Sustained demand for transfer advice from defined benefit (DB) pension scheme members, coupled with increased regulation and PI insurance costs, is expected to leave many members unable to find a trusted financial adviser to help them assess their options.
A new report from Barnett Waddingham, a leading independent UK professional services consultancy, warns that unless scheme sponsors and trustees put support frameworks in place, many scheme members may struggle to find a firm to advise them on their DB transfer options as required by law.
Pension scheme members have been transferring their DB pension benefits to defined contribution (DC) schemes at significant levels over the last few years, driven by the perfect storm of the pension freedom legislation and high transfer value levels resulting from low interest rates and increasing life expectancies.
While increased oversight and regulation from the Financial Conduct Authority is expected to improve members’ experiences and retirement outcomes overall, when combined with increasing PI insurance costs, many firms are expected to cease offering DB pension transfer advice. The significant reduction in advisers with the necessary regulatory permissions is likely to adversely impact members. Trustees and scheme sponsors will also be affected as they look to de-risk and settle benefits.
"For sponsors and trustees, the risk of doing nothing to support members in this area is now far higher than the risk of actively doing something."
“According to the latest figures, there are now 5.8 million non-pensioner members in private sector DB schemes,” explains Simon Taylor, Partner and Senior Corporate Consultant at Barnett Waddingham.
“Based on data from the PPF and the FCA, we estimate that about 200,000 of these members are currently retiring or transferring each year and that recent levels of demand for financial advice reached about 50% of this, or 100,000 members in the year to 30 September 2018. This shows that where advice is readily available to members who are looking at their options within their DB scheme, a significant proportion will take it. But with the number of advisers reducing significantly, there is every reason to believe we are approaching a serious capacity crunch.
“Members must take advice from a financial adviser in order to make an informed decision on transferring that leads to a good outcome. We strongly urge sponsors and trustees to consider partnering with a trusted firm of member advisers having done some due diligence. This will enable members to access transfer advice easily and cost effectively.
“For sponsors and trustees, the risk of doing nothing to support members in this area is now far higher than the risk of actively doing something.

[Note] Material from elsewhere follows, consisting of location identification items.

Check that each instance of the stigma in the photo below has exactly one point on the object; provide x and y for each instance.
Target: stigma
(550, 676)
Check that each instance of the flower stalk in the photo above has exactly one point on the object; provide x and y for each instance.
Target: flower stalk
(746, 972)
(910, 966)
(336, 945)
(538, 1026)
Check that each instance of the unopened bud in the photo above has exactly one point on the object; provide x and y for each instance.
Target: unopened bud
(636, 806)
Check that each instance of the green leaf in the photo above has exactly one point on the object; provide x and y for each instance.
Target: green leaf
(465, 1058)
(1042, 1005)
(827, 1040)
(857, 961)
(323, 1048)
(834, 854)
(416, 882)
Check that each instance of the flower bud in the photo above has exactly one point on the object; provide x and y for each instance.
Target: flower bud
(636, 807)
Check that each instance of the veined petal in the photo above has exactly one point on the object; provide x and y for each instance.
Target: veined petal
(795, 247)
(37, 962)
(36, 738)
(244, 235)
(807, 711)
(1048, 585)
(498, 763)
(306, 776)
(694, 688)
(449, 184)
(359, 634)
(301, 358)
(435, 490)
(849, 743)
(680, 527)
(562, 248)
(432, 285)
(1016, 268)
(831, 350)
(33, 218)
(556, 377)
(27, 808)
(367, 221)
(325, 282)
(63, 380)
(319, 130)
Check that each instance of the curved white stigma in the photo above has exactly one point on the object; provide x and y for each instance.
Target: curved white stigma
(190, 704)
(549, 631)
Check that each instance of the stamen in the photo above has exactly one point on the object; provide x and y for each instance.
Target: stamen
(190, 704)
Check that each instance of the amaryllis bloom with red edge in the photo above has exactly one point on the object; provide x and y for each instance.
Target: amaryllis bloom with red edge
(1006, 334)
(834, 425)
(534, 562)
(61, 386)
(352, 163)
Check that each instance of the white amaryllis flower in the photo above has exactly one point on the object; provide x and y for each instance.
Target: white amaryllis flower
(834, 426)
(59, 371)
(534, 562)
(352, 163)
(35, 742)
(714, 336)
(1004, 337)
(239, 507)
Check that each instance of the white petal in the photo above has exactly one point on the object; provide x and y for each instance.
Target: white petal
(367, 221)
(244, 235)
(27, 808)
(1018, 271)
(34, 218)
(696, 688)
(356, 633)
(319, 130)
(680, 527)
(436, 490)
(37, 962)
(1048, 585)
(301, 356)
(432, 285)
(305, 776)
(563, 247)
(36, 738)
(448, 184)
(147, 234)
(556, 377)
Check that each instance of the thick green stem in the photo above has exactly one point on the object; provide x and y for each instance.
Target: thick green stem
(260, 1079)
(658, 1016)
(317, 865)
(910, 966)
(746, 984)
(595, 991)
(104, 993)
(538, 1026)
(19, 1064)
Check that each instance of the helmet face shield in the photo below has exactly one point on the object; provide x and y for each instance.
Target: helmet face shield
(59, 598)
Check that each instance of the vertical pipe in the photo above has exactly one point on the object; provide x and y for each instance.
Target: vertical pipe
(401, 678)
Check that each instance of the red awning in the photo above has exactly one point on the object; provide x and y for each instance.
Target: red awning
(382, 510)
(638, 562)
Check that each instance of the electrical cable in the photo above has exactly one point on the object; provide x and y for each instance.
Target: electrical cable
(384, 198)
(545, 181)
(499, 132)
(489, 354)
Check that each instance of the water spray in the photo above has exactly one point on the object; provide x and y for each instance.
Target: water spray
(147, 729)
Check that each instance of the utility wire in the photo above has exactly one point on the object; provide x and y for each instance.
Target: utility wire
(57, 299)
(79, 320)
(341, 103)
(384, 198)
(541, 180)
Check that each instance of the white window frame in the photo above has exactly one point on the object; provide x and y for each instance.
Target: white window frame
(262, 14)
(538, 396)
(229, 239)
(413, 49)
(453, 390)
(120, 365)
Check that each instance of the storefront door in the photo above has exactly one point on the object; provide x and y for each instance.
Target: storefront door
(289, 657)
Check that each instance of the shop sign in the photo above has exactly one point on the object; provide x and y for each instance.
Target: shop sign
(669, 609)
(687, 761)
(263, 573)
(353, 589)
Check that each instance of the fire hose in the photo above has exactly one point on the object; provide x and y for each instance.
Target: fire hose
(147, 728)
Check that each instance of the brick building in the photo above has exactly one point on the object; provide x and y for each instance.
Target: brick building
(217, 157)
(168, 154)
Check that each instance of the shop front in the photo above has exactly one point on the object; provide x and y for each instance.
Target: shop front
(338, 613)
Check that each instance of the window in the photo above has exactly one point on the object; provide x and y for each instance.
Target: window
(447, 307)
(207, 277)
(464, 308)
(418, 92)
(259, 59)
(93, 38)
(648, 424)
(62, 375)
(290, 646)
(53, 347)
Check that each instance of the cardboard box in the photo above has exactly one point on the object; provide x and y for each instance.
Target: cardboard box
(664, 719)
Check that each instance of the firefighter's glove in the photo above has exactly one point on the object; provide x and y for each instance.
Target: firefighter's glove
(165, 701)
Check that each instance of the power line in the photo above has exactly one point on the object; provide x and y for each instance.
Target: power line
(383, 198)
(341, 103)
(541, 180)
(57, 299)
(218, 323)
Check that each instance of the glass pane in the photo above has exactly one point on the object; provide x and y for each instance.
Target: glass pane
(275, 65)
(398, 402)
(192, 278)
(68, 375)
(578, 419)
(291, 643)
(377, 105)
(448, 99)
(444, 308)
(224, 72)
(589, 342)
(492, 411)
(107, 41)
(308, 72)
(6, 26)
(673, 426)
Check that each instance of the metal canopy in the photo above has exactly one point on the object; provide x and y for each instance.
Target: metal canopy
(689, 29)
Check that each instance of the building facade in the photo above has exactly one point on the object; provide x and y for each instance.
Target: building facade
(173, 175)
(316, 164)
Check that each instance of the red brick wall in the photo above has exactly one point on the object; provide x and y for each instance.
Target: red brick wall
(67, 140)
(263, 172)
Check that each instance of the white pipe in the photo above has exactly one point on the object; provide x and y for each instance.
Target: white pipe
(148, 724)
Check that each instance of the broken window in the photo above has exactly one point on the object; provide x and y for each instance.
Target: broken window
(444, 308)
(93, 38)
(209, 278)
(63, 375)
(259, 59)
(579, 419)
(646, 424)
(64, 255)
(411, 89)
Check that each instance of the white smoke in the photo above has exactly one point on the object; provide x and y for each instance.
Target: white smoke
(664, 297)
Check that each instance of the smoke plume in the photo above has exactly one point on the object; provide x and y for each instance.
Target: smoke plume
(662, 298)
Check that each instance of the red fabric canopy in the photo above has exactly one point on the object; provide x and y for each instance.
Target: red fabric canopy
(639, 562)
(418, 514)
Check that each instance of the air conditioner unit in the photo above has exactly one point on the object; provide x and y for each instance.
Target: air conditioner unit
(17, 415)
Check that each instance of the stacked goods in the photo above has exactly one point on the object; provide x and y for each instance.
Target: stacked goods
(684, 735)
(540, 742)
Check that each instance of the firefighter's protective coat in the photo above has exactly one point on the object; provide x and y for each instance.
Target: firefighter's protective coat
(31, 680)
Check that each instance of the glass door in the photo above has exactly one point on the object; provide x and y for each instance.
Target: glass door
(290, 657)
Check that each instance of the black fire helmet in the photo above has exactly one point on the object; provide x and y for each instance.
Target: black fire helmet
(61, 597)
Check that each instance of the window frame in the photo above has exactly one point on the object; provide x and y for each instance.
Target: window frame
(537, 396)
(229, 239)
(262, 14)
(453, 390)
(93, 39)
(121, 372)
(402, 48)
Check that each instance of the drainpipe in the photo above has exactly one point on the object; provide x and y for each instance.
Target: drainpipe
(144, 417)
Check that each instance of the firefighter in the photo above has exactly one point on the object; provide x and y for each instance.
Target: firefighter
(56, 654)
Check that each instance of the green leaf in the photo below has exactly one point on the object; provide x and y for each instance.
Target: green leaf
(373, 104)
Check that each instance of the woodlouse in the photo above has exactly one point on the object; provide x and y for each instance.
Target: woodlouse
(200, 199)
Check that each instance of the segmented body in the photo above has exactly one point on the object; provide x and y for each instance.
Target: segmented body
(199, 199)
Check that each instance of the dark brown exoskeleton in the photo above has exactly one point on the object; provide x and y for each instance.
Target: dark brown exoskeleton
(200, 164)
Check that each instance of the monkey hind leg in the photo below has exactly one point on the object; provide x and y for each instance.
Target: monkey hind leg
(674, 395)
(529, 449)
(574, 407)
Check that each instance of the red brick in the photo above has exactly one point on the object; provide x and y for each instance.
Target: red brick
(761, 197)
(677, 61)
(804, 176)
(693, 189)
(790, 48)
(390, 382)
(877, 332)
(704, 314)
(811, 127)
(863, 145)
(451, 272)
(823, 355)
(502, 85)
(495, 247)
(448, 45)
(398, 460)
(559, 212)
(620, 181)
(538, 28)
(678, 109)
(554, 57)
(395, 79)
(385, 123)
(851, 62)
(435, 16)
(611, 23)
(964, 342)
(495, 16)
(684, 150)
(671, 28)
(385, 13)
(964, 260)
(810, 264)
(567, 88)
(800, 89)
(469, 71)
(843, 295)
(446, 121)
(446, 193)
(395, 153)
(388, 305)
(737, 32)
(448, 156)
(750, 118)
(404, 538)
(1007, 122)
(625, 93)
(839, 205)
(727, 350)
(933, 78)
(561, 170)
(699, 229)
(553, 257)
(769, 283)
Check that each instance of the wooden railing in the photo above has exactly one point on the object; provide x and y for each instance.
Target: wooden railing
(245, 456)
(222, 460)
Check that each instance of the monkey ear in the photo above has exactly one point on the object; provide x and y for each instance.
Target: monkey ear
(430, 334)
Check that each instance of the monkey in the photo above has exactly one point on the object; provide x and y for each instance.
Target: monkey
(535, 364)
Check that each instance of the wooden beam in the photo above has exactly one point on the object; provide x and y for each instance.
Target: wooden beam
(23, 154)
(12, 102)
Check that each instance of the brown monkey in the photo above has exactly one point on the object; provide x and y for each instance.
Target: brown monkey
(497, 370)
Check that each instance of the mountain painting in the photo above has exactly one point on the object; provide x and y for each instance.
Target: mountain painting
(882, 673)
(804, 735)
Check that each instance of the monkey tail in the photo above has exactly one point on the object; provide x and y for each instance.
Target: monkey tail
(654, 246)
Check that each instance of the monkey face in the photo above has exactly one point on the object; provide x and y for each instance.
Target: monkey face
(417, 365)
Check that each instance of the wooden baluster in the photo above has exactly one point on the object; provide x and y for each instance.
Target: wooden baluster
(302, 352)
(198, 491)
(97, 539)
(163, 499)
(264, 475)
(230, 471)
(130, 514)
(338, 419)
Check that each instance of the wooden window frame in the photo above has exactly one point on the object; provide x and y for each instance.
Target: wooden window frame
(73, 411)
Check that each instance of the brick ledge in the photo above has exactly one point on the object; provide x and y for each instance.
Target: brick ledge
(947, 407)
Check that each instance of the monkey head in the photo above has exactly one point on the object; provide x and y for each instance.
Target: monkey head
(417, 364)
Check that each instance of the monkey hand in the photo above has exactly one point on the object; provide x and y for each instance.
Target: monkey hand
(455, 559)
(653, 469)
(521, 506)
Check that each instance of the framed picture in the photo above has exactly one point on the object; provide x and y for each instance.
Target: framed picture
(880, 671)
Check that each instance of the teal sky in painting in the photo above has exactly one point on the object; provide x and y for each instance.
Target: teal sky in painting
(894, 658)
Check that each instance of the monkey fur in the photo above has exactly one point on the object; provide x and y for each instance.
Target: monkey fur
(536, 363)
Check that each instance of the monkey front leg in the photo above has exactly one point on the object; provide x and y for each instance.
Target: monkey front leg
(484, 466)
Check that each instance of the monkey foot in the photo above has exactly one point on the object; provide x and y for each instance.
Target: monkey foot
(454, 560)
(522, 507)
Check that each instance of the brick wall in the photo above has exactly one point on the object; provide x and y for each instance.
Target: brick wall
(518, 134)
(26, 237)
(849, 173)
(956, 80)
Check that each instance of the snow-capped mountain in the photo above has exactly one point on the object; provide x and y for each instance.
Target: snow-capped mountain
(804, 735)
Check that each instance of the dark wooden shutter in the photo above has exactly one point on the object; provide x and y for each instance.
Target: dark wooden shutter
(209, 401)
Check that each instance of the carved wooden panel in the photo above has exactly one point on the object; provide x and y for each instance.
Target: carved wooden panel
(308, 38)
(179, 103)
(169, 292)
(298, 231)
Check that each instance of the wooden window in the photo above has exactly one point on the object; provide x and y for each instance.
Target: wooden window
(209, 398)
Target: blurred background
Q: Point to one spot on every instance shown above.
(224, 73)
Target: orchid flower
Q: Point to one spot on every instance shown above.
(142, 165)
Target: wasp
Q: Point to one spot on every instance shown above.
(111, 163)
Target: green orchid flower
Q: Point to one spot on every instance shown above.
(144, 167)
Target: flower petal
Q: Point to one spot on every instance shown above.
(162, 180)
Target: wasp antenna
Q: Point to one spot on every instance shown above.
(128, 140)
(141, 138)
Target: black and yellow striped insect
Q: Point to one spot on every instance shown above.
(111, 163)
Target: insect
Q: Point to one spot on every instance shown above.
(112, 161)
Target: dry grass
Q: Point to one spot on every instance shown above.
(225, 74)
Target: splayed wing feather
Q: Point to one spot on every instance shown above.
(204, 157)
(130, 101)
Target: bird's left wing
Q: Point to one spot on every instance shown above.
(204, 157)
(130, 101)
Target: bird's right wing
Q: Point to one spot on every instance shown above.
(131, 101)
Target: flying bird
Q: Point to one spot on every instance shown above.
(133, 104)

“DB transfers will remain an emotive issue and we agree that, for most members, remaining in the scheme will be their best option. However there will be a sizeable minority for whom transferring makes sense and it is vital that these members can get robust, trusted advice at a sensible cost in order to be able to transfer. Given the likely evolution of the member adviser market, it is difficult to see how most members will be able to do this without some support from the scheme sponsor and/or trustees.”